Tanny, a businessman from the Dominican Republic, had been going to the airport since Wednesday. He lost his home, he said, and had been staying at a friend’s house.
Mikkel Blackman, a 19-year-old Trinidadian, was returning home after vacationing in Sint Maarten where his father Kyle lives. The family stood out in the crowd of weary-looking folks, eating their fried wings and downing cold beers.
The elder Blackman, who is in construction, said their house, unlike many others, survived the storm. They watched houses, roofs, and people fly down the street during the storm. The storm’s aftermath means a lot of work for Blackman unlike many others who are now jobless with the decimation of hotels, restaurants and countless other businesses.
“There is a lot of unemployment," said Haneisa, a Trinidadian living in Sint Maarten. She was eager to dispel reports of violence on the Dutch side of the island.
“The looting and stuff were true but the excessive killing and stuff was not true, they really exaggerated,” she said of international reports.
She said the Dutch military moved into the island very early and the borders between the Dutch and French sides have been closed. There is also a daily curfew from 3 pm to 8 am.
Driving around affected areas of the island showed very little activity beside people driving around in cars with busted windows and windscreens.
Maho, an area popular with Caribbean tourists, was severely affected.
The Sonesta Maho Beach Resort and Spa was destroyed, along with popular nightclubs and casinos.
Fallen trees and branches littered the roadways along with galvanise that blew from roofs. Apartment buildings showed cracks, missing windows, and blown outdoors. And parking lots were strewn with overturned cars.
In the marina, yachts, catamarans, and fishing vessels were either lodged on top each other onshore or overturned in the water. The Pink Iguana, a floating restaurant, was overturned several hundred yards from its original location.
In Cole Bay, some pharmacies, supermarkets, and bars showed signs of human activity despite fallen signs and debris around them.
There were signs of a clean-up in progress. There was a huge mound of galvanise in an empty lot that we were told would be melted down.

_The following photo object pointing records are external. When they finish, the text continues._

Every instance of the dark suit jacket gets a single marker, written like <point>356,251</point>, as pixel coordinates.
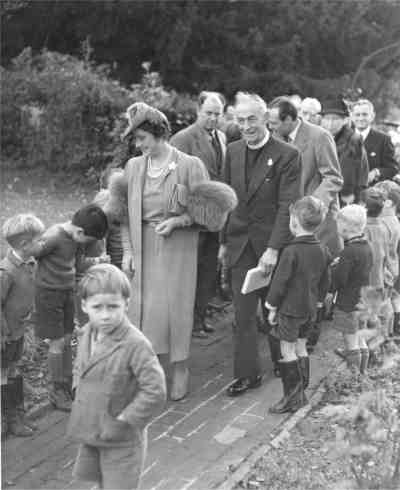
<point>301,278</point>
<point>262,215</point>
<point>195,141</point>
<point>380,152</point>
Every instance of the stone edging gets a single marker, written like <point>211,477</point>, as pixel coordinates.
<point>245,467</point>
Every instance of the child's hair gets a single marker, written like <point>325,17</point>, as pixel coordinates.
<point>355,217</point>
<point>92,220</point>
<point>309,211</point>
<point>374,200</point>
<point>390,191</point>
<point>21,227</point>
<point>104,279</point>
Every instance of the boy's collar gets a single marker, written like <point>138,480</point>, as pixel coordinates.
<point>309,238</point>
<point>358,238</point>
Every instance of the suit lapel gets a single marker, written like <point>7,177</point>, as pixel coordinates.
<point>264,167</point>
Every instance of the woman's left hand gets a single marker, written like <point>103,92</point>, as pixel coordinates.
<point>166,227</point>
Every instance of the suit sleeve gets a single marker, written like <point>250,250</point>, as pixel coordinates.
<point>389,166</point>
<point>227,180</point>
<point>329,169</point>
<point>281,278</point>
<point>289,192</point>
<point>181,142</point>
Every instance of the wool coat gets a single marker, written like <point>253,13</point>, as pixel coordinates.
<point>195,140</point>
<point>262,215</point>
<point>122,376</point>
<point>380,152</point>
<point>179,249</point>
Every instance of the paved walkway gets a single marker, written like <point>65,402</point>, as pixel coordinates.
<point>193,444</point>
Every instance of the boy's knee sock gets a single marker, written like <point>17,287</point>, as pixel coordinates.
<point>364,360</point>
<point>67,361</point>
<point>56,369</point>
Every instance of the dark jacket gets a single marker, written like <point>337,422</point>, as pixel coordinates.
<point>301,278</point>
<point>262,215</point>
<point>380,152</point>
<point>351,272</point>
<point>353,162</point>
<point>122,377</point>
<point>17,295</point>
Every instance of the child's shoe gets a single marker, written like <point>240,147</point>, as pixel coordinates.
<point>59,398</point>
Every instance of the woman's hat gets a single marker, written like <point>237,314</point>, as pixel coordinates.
<point>335,106</point>
<point>139,112</point>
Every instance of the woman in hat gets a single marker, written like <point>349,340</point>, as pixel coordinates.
<point>159,243</point>
<point>351,152</point>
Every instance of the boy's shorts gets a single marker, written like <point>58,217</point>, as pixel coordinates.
<point>346,322</point>
<point>55,311</point>
<point>12,352</point>
<point>112,467</point>
<point>291,328</point>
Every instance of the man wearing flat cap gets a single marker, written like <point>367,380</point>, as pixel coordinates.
<point>204,140</point>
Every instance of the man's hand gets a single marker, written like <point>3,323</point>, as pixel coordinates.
<point>268,260</point>
<point>222,254</point>
<point>373,175</point>
<point>128,265</point>
<point>166,227</point>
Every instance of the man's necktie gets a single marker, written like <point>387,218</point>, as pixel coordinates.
<point>218,151</point>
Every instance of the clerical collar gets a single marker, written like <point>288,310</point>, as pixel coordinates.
<point>261,143</point>
<point>365,132</point>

In the yard of one house, a fake Skeleton held a sign stating that the people of Sint Maarten are resilient.
For those who chose to stay, the mood is certainly hopeful as the Prime Minister, William Marlin, has assured that with telecommunications operational and radio stations broadcasting, it’s the little things that will get them along the way.
Douglas, our guide, said gas stations are open but people are only allowed to collect the gas in containers to avoid traffic, and can only pay in cash.
The Windward Island Bank has also reopened, she said, and is offering a six-month grace on loans and is allowing withdrawals up to 1000 guilders.
Back at the airport, the crowd was significantly thinner. By 2 pm, those who weren’t successful getting on a flight were hauling their suitcases back to their cars and heading home before curfew and before the scorching sunset.